H1N1 virus spreads in Asia
TOKYO - The spread of the new H1N1 virus in Asia showed no signs of slowing Thursday as the Philippines recorded its first case and new infections were confirmed in Japan, China and Taiwan.
In the United States, authorities reported the country's ninth death from the virus; a 13-year-old boy in Arizona.
The H1N1 flu strain is a never-before-seen mixture of swine, bird and human viruses that spreads easily between people. It has killed 85 people and infected more than 11,000 in 41 countries, according to the World Health Organisation.
Most of the deaths have been in Mexico, occurring mostly in people with underlying medical problems.
While it has killed nobody so far in Asia, its grip appeared to tighten on a region that has battled the H5N1 bird flu virus and the SARS virus over the past 10 years.

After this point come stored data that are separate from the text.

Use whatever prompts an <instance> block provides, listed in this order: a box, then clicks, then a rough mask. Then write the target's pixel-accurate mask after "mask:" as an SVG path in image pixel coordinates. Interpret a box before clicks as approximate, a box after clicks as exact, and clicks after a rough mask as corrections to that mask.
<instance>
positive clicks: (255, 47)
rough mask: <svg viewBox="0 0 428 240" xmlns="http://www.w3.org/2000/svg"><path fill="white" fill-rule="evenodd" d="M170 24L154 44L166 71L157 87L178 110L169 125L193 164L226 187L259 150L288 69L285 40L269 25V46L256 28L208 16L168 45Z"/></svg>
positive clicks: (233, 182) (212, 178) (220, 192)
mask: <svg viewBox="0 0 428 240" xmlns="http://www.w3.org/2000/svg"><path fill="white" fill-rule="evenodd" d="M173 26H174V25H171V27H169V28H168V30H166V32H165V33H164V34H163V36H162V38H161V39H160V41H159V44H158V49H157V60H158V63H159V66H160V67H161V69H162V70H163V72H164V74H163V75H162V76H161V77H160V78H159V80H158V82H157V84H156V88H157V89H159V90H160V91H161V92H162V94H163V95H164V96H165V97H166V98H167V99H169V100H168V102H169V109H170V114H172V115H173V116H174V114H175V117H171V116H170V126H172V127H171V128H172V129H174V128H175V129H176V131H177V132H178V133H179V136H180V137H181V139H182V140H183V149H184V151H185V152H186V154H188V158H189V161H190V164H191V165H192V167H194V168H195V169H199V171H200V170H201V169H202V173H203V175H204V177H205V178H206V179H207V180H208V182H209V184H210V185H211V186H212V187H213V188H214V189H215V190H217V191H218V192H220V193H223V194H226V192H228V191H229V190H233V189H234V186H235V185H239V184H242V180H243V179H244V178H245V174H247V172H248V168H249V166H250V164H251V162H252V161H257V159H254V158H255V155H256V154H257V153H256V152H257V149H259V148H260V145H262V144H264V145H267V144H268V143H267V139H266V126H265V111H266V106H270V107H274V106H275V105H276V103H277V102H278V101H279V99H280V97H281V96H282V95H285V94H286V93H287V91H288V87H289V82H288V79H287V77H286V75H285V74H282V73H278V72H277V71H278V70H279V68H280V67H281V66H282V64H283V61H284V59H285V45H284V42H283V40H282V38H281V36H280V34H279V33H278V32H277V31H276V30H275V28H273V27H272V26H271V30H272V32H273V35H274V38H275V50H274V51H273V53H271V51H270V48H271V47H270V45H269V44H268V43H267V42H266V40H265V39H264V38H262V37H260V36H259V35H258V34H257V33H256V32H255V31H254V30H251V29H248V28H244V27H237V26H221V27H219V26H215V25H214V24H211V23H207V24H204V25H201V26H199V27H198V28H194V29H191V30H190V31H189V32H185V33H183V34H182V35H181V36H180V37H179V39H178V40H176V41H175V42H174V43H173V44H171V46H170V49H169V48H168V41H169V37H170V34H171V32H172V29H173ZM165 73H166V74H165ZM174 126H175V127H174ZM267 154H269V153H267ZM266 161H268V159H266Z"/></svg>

The Philippines said a 10-year-old girl, who had returned from a trip to the United States and Canada, had the illness but was recovering. The government was contacting people who were on the same flight and asked the girl's family to put themselves in quarantine until they are declared free of the virus.
There is no community level outbreak in the country, and measures are being taken by the government to prevent transmission, said Health Secretary Francisco Duque.
The number of cases in Japan rose to 272, including a 16-year-old female high school student in Tokyo who had recently returned from New York.
About 4,500 schools, mostly in the western prefectures of Osaka and Hyogo about 400 km (250 miles) from Tokyo, have closed until the end of the week and more schools may follow suit.
In China, authorities confirmed its fifth case, a 21-year-old Chinese-Canadian student in Beijing, while there was also a jump in infections in Australia to eight.
Taiwan also reported two more cases of the new flu, bringing the number of people with the virus on the island to three.
Elsewhere, Chile has become one of the most affected countries in South America. Sixteen children and adults have tested positive for the H1N1 virus.
PANDEMIC ALERT
Margaret Chan, head of the World Health Organisation, said Thursday she would raise the global pandemic alert to the top of the six-point scale if the H1N1 flu was spreading globally.
When I see more signals coming from the virus itself or the spread of the disease, including severity, I would not shy away from making a very difficult decision, she said, adding health experts were now monitoring carefully for signs the virus has taken hold in the southern hemisphere.
Chan said progress was being made on an agreement on how to share drugs, vaccines and the viruses needed to make them.
She said collaboration between governments and drug makers gave hope for conciliation between rich and poor countries.
We have seen something that we have never seen before: the total commitment to countries affected to transparency, to timely reporting, sharing of information, sequences, viruses, diagnostic kits, laboratory equipment, and the list goes on.
MIXED RESPONSES
So far the symptoms of the new virus appear to be mild, but it is starting to cause more severe effects as it spreads.
Japanese Health Minister Yoichi Masuzoe said a study on 43 cases in Kobe city suggested it was behaving like seasonal flu, and not everyone affected needed hospitalisation.
But U.S. federal health researchers said the seasonal flu vaccine provides virtually no protection against the new flu.
Their study also supports an intriguing theory that people over the age of 60 have some immunity to the new H1N1 strain, perhaps because it resembles an older version of seasonal flu.
They say an unusually high proportion of those being infected and hospitalised with serious disease are young adults, teenagers and older children. Seasonal flu, in contrast, is usually far more severe in very young children, people over the age of 65 and people with chronic disease.
Japan is considering winding down strict health checks at international airports at the end of the week, which had been imposed to try to buy time before an outbreak in the country.
But for the poorest of countries, there is hardly any protection to speak of.
In Afghanistan, a medical centre has been set up at Kabul airport to deal with possible cases, but the country cannot afford temperature screening equipment and relies on other countries to scan outbound passengers.
The WHO has donated $500,000 (320,000 pounds) worth of the antiviral drug Tamiflu, still effective in fighting the new virus. That amount, however, covers only 30,360 people -- a mere fraction in a country of 26 million people and where the most basic of medical facilities and drugs are wanting even in the best of times.